By Lei Yin
Today, we will take a deep dive into the speech "A New Track for Fashion E-commerce - FashionAI Technology" shared by Lei Yin, a researcher at Alibaba and the head of FashionAI from Taobao's TECH department, at the Taobao TECH Festival in Silicon Valley.
Let's start with the recommendation technology. First, let's see the recommendations based on user behavior, which includes clicking, browsing and purchasing behaviors of users. Recommendation technology improves user efficiency in finding goods, which in turn also helps to increase the company's revenue. When recommendation efficiency is improved to a certain extent, bottlenecks may appear.
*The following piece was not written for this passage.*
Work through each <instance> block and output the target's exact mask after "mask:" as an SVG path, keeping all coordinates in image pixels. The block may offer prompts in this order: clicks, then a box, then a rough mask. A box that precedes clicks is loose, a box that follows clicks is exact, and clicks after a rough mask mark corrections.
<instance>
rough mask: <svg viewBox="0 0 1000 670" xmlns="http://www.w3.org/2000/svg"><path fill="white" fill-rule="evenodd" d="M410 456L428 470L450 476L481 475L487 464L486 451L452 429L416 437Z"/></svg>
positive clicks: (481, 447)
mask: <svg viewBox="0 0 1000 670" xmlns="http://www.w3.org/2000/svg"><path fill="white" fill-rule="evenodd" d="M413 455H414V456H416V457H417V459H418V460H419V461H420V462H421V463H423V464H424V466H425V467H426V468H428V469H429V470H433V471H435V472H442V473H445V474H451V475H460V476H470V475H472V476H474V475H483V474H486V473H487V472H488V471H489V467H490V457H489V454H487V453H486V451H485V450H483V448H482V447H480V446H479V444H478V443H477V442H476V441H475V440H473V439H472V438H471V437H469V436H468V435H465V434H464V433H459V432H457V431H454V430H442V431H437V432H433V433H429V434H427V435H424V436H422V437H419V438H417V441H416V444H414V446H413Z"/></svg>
For example, you may have already bought a top, so the system continues to recommend tops to you. This is pretty common and has been severely criticized in recent years. If the recommendation system is developed purely based on user behaviors, such problems are not uncommon.
Second, let's see the user portrait. It's commonly accepted that precise portraits can be made through user insights. But I have always doubted this. Take shopping for clothes as an example. You may get the user behavior data, such as browsing, clicking, and purchasing data. But even if you can determine the skin color, height, weight and measurements of the user, this user portrait will not be much more accurate than the previous one. Therefore, the so-called user insights and user portraits are actually still very rough today.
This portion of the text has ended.